KMM, you probably reviewed the rules for deducting rental losses before you rented it, but for others who may wonder, they are explained in Pub 925 from the IRS and here's a handy decision tree for looking at the same information: http://taxmap.ntis.gov/taxmap/pub17/p17-049.htm
Mary, No, There is no age limit to convert traditional IRA to ROTH. However, you should be aware that you pay taxes on the amounts you convert ( in the year of conversion) and this is irrespective of your age.
Hi Larry, You sure can. It sounds like what you want to do is change custofians and you are allowed to do that as often as you wish with no tax or penalties. People do it every day. Set up your new IRA with your new custodian and tell your current custodian to transfer your account to it.

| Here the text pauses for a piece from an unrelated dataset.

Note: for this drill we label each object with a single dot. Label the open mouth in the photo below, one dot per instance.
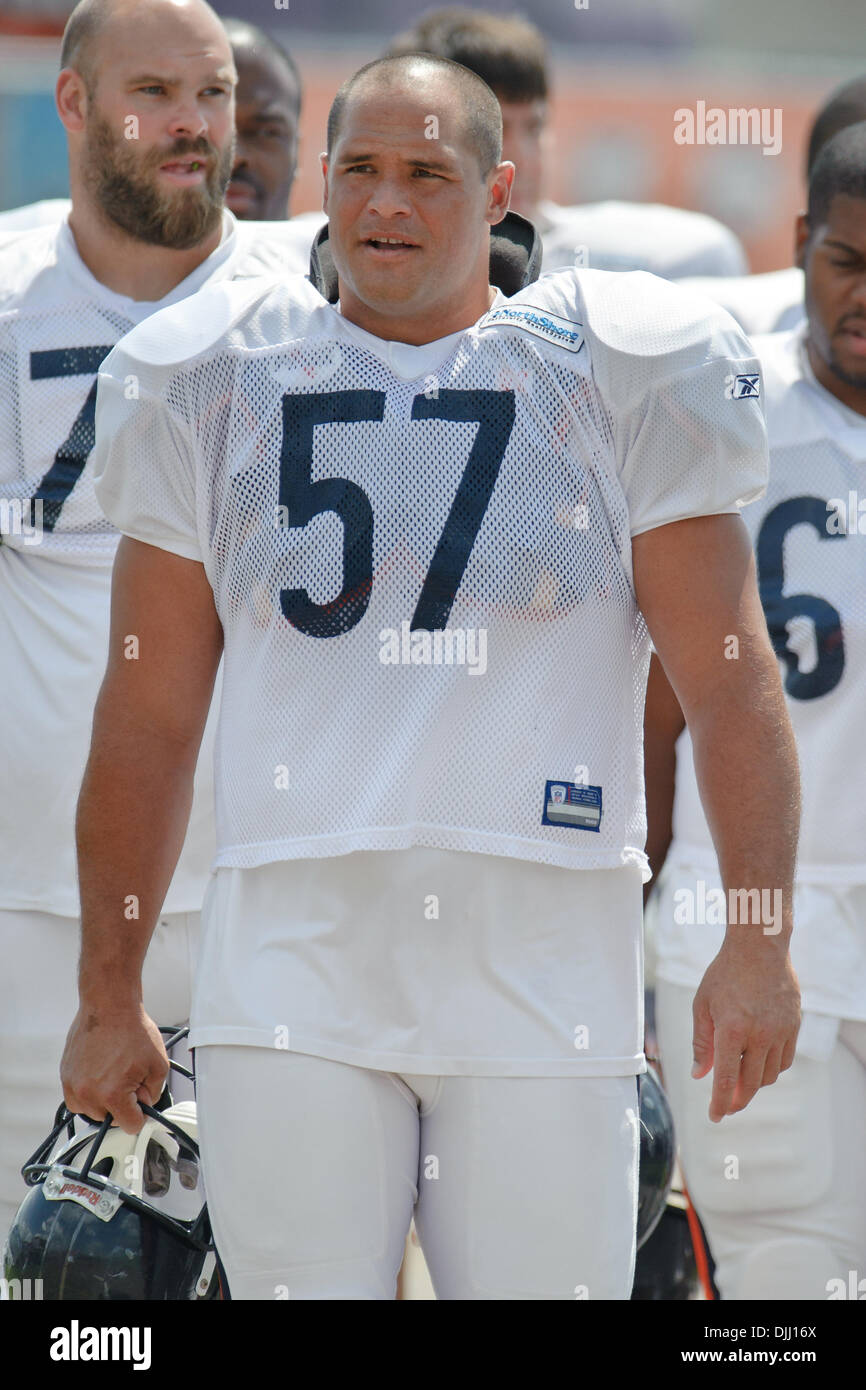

Michael J - congratulations on your savings and investing in retirement accounts! And no debt except student loan at a reasonable rate. You indicate that you may purchase a home in 2-3 years and with that short a time frame, risk is truly magnified. So first, really attempt to know your risk tolerance and whether putting it at risk in munis and doing so impacted your ability to buy a home in that time frame would be too disappointing. In general, a mix sounds best to me, keeping what you think you'd use for a down payment in boring old CDs that ladder to your time frame and the balance in munis. But for specific guidance, check in with your planner.
Larry, Following up on summit's response to your Q - If you intend to rollover to a new employer's 401K, the first thing to check is if your new employer's plan allows rollovers from IRAs. Not all plans allow that. If they do, then follow the procedure per your new employer's plan
SaintsFan, your approach seems reasonable - have you done planning for the health care coverage (potential gap) for you from 2018 until age 65?

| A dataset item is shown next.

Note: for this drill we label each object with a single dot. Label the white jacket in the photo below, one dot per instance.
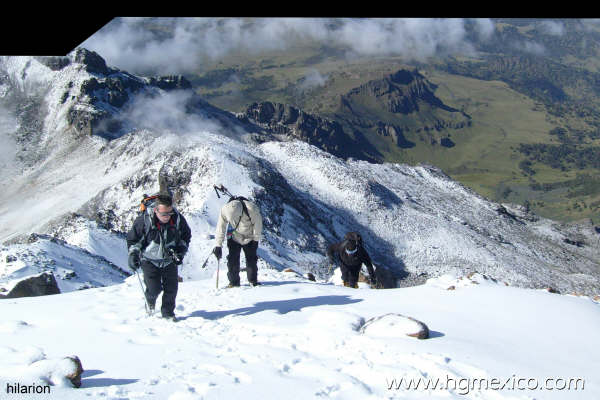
(244, 229)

Saints Fan---What you say sounds reasonable but do not believe that retirement planning should be a do it yourself project unless you are a professional. Why not have an hourly planner run some numbers for you? Will a 2-4% drawdown meet your needs? What is your definition od "Moderate" or "Moderate Aggressive? Most of us make financial mistakes ( I have) and we recover but when you make a retirement financial mistake, we may not be able to recover. It's worth your peace of mind to have another pair of eyes look at your situation. Go NAPFA.org to find a fee only planner near you.

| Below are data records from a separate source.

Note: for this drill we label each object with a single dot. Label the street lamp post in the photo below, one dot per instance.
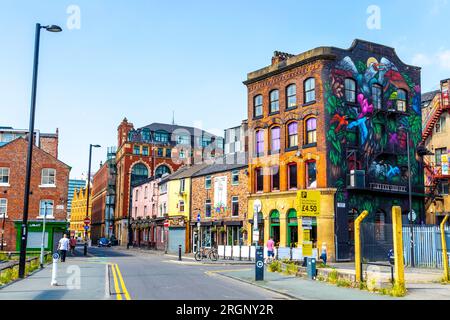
(43, 235)
(23, 231)
(88, 192)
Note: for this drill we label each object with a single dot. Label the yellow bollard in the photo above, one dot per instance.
(358, 221)
(399, 267)
(444, 248)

Michael, uncertainities in your jobs is the key takeaway for me from what you said. Given this, I would start saving for an emergency fund first from your cash position - In fact, if you are eligible, saving in a ROTH IRA is a great way to save for emergency funds. I will then set aside money in safer Investments towards down payment for your "to be bought" home. Whether it is CDs, municpal bonds or savings account is tough to say without knowing the risk tolerance / investing profile / tax situation of both of you. In fact, I would think a comprehensive review of your financial situation is a great place to start for you ( in my view).
Joan, my retired clients often face two large expenses - taxes and medical care or coverage. REITs pay out income by design - that income comes as dividends and they are generally not qualified dividends for taxes which means in a taxable account, you may pay more. They can be effective in an overall plan, however so based on the very limited information we have here, you may wish to review it with your planner. As for a small conversion to a Roth, a planner can do that math for you including the 'time value of taxes paid now or later' and of course, you'll need the cash for any taxes to be paid in a conversion.
Joan: Investing in the REIT using a Roth is preferable to investing using the taxable account. The tax consequences of the Roth conversion would depend on the ratio of nondeductible dollars to deductible dollars in your IRA. You should consult with your planner or tax advisor on the optimal amount to convert.